Les cabaretiers trouveront divers avantages au monopole. Si celui-ci limite leur bénéfice sur les eaux-de-vie ordinaires, il leur donne des compensations ; il leur laisse la liberté des prix pour les liqueurs fines et supprime tous impôts grevant le vin, la bière ou le cidre. Enfin il leur fournit un crédit complet et les délivre de la tyrannie des marchands en gros qui leur font payer ce crédit très cher. Le nouveau régime assure un bénéfice de 300 millions aux débitans sur les eaux-de-vie ordinaires, ce qui fait environ 750 francs pour chacun des 400 000 débits qui existent aujourd’hui. Pour Paris, on porterait le prix du petit verre de 10 à 15 centimes, ce qui fournirait environ 75 millions, permettrait de supprimer l’octroi et d’accorder, sur le sou additionnel, 40 pour 100 de remise aux débitans, soit 2 centimes de plus par petit verre : les deux centimes ajoutés aux deux centimes normaux feraient environ 60 millions pour les débitans de Paris. Ceux-ci d’ailleurs doivent, en envisageant le monopole, considérer comment ils sont traités par des autres projets. Celui de la réforme des boissons, voté par le Sénat, double les licences, c’est-à-dire un droit fixe qui pèse beaucoup plus lourdement sur les petits débitans que sur les gros.

Si les socialistes votent le monopole, c’est simplement parce qu’ils y voient un moyen de défendre la santé publique. Beaucoup d’entre eux d’ailleurs ne le trouvent pas suffisant et proposent un monopole de fabrication qui mettrait l’industrie dans les mains de l’État.

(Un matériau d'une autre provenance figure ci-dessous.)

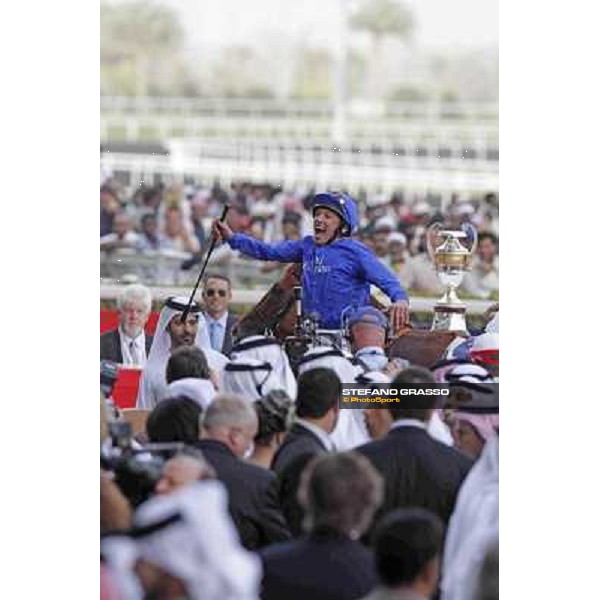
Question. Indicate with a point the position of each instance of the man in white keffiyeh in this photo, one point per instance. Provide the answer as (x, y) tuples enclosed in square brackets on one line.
[(179, 540), (171, 333)]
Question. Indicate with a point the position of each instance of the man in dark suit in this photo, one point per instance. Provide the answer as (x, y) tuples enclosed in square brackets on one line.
[(340, 494), (418, 470), (128, 344), (216, 295), (228, 430), (317, 412)]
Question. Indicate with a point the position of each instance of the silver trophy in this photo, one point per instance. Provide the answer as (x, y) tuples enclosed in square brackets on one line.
[(451, 252)]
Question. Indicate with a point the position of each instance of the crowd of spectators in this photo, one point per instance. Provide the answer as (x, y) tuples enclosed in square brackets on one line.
[(267, 488), (175, 221)]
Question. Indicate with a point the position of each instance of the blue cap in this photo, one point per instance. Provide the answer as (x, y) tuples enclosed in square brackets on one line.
[(343, 205), (368, 314)]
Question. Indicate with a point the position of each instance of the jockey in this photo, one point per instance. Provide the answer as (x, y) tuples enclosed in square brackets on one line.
[(336, 270)]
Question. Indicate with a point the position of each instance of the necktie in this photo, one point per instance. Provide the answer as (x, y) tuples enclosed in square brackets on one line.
[(214, 336), (135, 355)]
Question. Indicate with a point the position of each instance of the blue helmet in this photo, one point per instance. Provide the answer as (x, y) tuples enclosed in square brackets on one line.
[(343, 205)]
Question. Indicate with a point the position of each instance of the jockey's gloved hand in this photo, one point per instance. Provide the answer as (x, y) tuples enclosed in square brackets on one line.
[(399, 315), (188, 263), (221, 231)]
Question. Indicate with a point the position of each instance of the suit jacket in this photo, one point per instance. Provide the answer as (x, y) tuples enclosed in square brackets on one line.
[(110, 346), (298, 448), (252, 493), (418, 471), (322, 566), (227, 337)]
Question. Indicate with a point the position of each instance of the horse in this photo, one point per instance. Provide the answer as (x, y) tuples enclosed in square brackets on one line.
[(275, 313)]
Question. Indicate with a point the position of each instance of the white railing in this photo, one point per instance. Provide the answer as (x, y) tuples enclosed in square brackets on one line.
[(384, 174), (251, 296), (264, 108), (164, 268), (132, 128), (135, 119)]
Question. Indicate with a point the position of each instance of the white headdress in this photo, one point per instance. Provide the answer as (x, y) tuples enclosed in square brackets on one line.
[(187, 533), (264, 349), (201, 391), (153, 384), (473, 527), (246, 377)]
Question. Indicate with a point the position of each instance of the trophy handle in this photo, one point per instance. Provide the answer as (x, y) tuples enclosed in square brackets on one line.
[(431, 236), (472, 237)]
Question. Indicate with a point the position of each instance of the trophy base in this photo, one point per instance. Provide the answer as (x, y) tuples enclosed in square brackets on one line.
[(450, 318)]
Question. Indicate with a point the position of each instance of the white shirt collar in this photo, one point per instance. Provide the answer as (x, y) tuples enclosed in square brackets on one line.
[(370, 350), (140, 344), (320, 433), (408, 423), (138, 341), (222, 320)]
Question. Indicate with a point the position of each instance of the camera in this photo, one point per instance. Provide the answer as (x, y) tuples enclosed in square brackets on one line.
[(136, 469)]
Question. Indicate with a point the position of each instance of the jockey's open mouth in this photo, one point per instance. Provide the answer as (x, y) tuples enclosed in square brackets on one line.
[(326, 224)]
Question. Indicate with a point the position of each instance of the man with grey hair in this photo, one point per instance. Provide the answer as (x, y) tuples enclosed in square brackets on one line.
[(128, 344), (228, 430), (183, 469), (340, 494)]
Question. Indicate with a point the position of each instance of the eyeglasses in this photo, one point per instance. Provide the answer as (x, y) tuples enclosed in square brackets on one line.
[(211, 293)]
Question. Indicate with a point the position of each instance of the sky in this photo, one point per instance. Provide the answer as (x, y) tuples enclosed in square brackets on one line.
[(440, 23)]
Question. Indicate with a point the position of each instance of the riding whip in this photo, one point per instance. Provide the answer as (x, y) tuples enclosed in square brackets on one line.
[(210, 249)]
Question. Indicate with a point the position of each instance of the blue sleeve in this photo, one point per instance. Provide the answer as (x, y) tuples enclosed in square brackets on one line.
[(378, 274), (282, 251)]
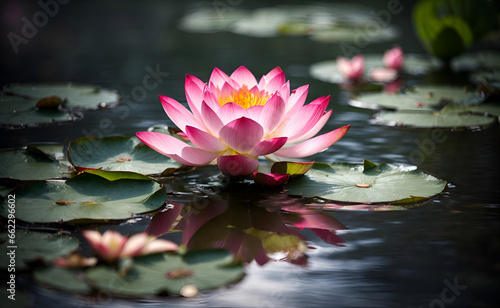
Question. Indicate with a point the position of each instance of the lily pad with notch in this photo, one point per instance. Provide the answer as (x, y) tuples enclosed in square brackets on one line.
[(160, 273), (35, 246), (87, 197), (74, 95), (366, 183), (31, 164), (117, 153)]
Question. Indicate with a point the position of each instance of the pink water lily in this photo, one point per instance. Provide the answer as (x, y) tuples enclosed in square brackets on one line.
[(111, 245), (393, 58), (351, 69), (235, 119)]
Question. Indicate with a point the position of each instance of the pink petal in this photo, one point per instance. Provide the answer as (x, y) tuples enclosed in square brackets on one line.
[(268, 146), (135, 244), (231, 111), (297, 99), (383, 74), (314, 145), (244, 77), (218, 77), (393, 58), (211, 119), (179, 114), (176, 149), (204, 140), (272, 114), (242, 134), (270, 179), (194, 94), (237, 165), (314, 130)]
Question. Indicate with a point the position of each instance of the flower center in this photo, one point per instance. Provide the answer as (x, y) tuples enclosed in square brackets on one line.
[(245, 98)]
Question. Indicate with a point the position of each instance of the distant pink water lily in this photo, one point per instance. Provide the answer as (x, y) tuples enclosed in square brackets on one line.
[(393, 58), (111, 245), (236, 119), (351, 69)]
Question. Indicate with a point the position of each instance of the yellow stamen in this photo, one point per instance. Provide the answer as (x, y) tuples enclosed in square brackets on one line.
[(245, 98)]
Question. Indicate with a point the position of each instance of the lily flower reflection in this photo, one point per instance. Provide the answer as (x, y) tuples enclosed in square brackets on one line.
[(254, 231)]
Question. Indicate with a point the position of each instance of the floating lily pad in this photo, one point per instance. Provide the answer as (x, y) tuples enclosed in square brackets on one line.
[(368, 183), (66, 279), (34, 246), (418, 98), (117, 153), (450, 118), (413, 64), (86, 197), (18, 112), (331, 23), (154, 274), (30, 164), (74, 95)]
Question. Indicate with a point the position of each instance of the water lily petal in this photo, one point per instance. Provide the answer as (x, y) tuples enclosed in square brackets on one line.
[(231, 111), (218, 78), (176, 149), (211, 119), (314, 130), (243, 77), (272, 114), (237, 165), (194, 94), (179, 114), (205, 140), (242, 134), (314, 145), (268, 146)]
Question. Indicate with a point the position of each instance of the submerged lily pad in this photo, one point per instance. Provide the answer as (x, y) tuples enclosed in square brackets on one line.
[(34, 246), (74, 95), (117, 153), (450, 118), (154, 274), (368, 183), (86, 197), (30, 164), (17, 112), (66, 279), (418, 98)]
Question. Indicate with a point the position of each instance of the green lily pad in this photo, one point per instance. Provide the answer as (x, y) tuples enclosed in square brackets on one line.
[(368, 183), (450, 118), (421, 97), (65, 279), (18, 112), (30, 164), (74, 95), (117, 153), (154, 274), (85, 197), (34, 246)]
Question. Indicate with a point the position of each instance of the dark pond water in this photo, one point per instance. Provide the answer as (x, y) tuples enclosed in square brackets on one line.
[(443, 253)]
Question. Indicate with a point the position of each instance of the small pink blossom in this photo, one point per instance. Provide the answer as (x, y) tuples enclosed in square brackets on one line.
[(351, 69), (393, 58), (111, 245)]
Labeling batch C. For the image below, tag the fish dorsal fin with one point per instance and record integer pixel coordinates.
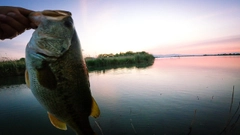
(95, 110)
(27, 79)
(57, 123)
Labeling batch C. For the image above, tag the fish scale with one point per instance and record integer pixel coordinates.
(57, 74)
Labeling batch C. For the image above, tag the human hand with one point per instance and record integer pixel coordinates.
(14, 21)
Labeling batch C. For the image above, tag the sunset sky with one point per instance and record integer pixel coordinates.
(155, 26)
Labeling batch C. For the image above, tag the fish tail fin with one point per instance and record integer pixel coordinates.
(95, 112)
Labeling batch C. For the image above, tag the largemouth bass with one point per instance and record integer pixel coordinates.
(57, 74)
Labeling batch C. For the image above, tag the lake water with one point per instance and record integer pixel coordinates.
(164, 99)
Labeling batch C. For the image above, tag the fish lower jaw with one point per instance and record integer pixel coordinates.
(47, 57)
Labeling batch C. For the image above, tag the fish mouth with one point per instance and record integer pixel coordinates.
(37, 17)
(47, 57)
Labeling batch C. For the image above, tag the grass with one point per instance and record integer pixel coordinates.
(10, 67)
(109, 60)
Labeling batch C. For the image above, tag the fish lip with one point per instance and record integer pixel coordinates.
(50, 58)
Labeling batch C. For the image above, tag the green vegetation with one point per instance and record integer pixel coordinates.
(12, 67)
(119, 59)
(103, 61)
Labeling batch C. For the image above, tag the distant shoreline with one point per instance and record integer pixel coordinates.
(200, 55)
(10, 67)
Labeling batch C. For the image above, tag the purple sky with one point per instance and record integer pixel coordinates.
(156, 26)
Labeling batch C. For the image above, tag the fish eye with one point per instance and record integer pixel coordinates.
(68, 23)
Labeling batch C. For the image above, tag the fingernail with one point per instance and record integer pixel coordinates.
(11, 14)
(2, 16)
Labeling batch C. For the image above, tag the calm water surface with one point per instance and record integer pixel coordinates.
(157, 100)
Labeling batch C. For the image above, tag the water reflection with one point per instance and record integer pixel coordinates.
(160, 99)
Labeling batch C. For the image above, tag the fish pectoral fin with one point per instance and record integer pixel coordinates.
(57, 123)
(95, 110)
(27, 79)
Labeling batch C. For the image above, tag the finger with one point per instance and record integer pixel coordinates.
(14, 24)
(7, 31)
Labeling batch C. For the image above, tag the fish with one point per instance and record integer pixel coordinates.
(57, 74)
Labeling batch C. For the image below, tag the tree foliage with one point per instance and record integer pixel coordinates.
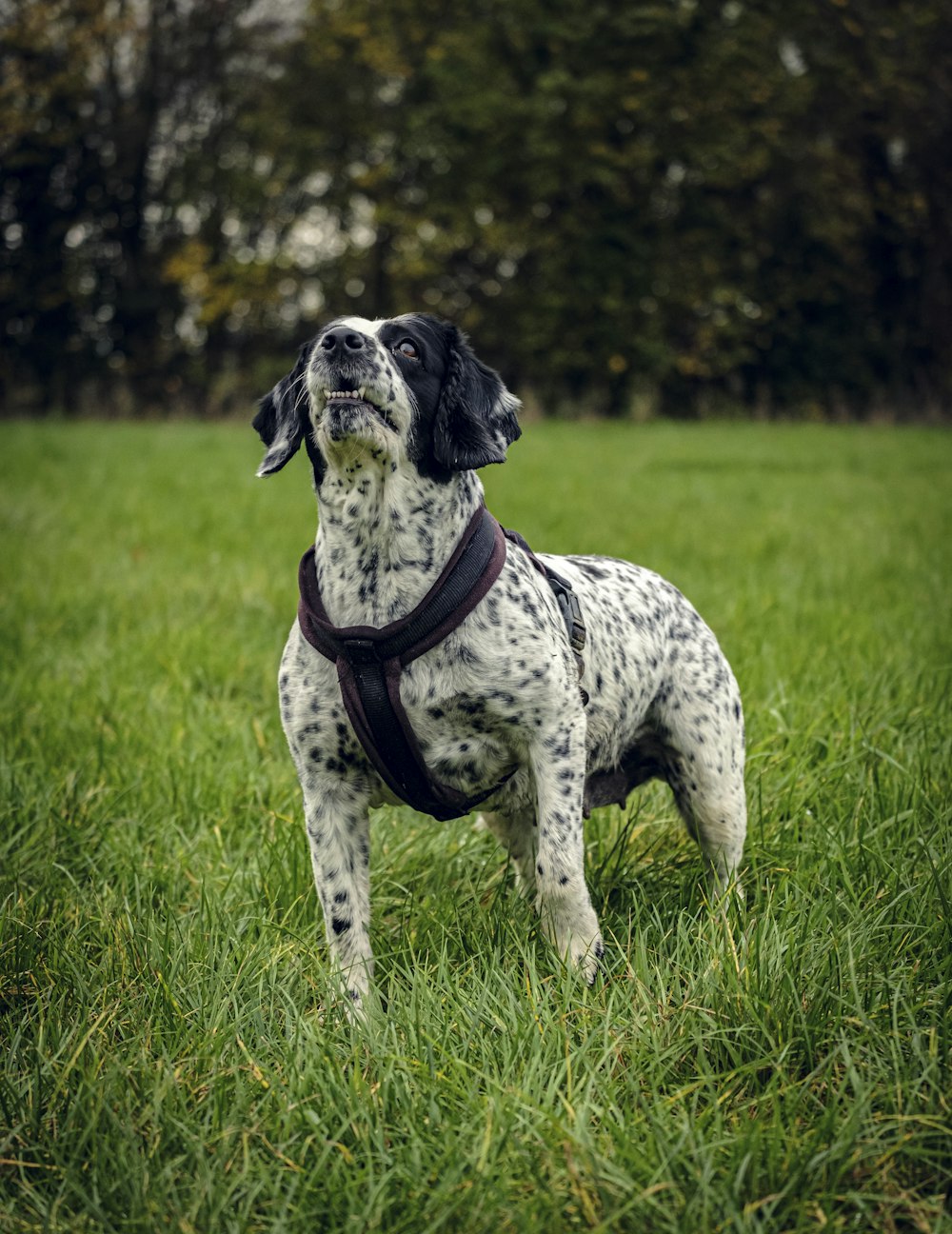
(676, 200)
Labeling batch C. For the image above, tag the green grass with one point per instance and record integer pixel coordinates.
(164, 1058)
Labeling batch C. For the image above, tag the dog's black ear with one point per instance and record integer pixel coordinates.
(475, 420)
(281, 417)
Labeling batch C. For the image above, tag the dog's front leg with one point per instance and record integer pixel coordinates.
(562, 892)
(338, 829)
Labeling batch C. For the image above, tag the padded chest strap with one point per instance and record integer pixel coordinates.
(368, 661)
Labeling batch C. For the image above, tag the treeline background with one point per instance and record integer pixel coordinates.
(680, 208)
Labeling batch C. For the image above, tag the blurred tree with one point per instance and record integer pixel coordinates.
(115, 119)
(735, 201)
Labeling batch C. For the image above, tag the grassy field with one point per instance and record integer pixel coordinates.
(164, 1059)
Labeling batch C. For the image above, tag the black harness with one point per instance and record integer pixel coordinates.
(370, 659)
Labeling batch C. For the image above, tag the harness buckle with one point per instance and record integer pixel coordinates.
(362, 650)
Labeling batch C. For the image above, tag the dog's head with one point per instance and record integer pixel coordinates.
(407, 388)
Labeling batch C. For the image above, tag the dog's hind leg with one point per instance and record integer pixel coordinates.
(563, 896)
(705, 772)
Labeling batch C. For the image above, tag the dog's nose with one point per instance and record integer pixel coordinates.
(343, 341)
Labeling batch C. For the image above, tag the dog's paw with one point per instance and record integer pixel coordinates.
(588, 959)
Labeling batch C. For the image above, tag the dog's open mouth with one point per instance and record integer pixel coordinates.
(347, 403)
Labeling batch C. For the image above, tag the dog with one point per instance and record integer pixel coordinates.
(396, 417)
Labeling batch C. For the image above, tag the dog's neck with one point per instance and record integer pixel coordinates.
(384, 537)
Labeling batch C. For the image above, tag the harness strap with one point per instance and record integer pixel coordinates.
(368, 659)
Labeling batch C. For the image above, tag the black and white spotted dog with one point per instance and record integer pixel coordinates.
(396, 417)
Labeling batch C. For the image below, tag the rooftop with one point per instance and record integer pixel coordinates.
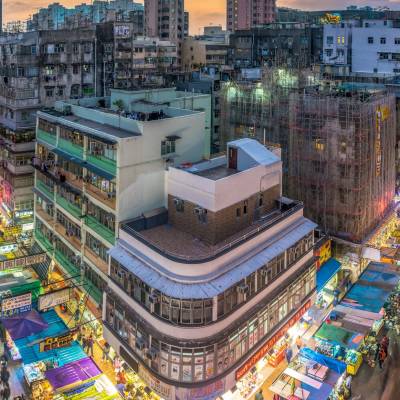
(181, 246)
(87, 125)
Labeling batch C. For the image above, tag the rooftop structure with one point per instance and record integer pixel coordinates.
(95, 167)
(209, 263)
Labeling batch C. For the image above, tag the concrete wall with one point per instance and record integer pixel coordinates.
(217, 195)
(141, 169)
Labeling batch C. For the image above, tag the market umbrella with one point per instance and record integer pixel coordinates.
(25, 324)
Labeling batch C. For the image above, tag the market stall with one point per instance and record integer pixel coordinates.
(309, 376)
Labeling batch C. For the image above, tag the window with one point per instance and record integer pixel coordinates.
(49, 92)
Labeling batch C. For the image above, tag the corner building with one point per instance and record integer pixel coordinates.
(197, 292)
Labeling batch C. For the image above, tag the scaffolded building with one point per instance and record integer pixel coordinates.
(342, 157)
(337, 140)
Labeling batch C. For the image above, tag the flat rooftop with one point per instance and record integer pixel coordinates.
(216, 173)
(90, 125)
(181, 246)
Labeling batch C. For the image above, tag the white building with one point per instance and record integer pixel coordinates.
(367, 47)
(95, 168)
(197, 294)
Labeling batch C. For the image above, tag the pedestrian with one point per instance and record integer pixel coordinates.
(4, 375)
(385, 343)
(382, 357)
(299, 343)
(90, 343)
(6, 391)
(259, 395)
(347, 383)
(377, 348)
(288, 354)
(106, 352)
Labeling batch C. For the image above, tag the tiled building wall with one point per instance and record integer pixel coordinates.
(215, 227)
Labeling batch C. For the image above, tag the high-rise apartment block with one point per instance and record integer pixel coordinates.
(97, 165)
(198, 287)
(165, 19)
(246, 14)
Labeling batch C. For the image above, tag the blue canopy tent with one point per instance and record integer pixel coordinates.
(327, 272)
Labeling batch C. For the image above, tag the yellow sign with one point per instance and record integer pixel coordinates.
(331, 19)
(13, 230)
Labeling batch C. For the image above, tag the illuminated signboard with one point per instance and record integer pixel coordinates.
(251, 362)
(16, 305)
(22, 261)
(57, 342)
(52, 299)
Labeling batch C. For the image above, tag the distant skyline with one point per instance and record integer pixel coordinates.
(202, 12)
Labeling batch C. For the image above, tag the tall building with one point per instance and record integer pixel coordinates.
(165, 19)
(200, 288)
(37, 68)
(342, 152)
(97, 165)
(246, 14)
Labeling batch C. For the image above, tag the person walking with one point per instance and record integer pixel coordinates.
(106, 352)
(4, 375)
(6, 392)
(382, 357)
(90, 343)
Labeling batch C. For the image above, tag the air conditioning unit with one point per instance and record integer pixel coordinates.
(243, 288)
(154, 298)
(199, 211)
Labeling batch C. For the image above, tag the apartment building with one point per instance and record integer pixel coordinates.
(170, 97)
(37, 69)
(165, 19)
(286, 45)
(197, 288)
(56, 16)
(95, 167)
(246, 14)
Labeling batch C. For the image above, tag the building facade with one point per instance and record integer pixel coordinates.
(246, 14)
(165, 19)
(331, 133)
(188, 305)
(93, 166)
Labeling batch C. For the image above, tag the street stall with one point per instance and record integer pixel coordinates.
(310, 376)
(339, 343)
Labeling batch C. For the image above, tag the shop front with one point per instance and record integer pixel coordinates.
(310, 376)
(250, 377)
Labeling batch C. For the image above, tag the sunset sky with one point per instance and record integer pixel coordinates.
(202, 12)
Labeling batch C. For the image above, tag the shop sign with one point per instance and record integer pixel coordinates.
(12, 230)
(16, 305)
(52, 299)
(22, 261)
(209, 392)
(57, 342)
(251, 362)
(162, 389)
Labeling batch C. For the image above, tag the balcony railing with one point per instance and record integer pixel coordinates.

Tel est le résumé aussi fidèle que possible de tous les argumens entassés par les partisans du monopole de rectification et de vente des eaux-de-vie par l’Etat. Nous les avons reproduits sans discuter aucun raisonnement ni aucun chiffre, afin d’exposer dans son ensemble un système aussi spécieux en apparence qu’il serait impraticable en réalité. Le caractère de ce plan est avant tout un dédain superbe de l’expérience acquise : il fait table rase d’une organisation fiscale consacrée par une expérience séculaire et à laquelle le public est habitué, prétend lui substituer une série d’innovations hasardeuses, téméraires, dont l’effet le plus sûr serait le bouleversement d’une partie de l’industrie et de l’administration : la seule évaluation du coût d’établissement des usines de rectification est d’une insuffisance manifeste.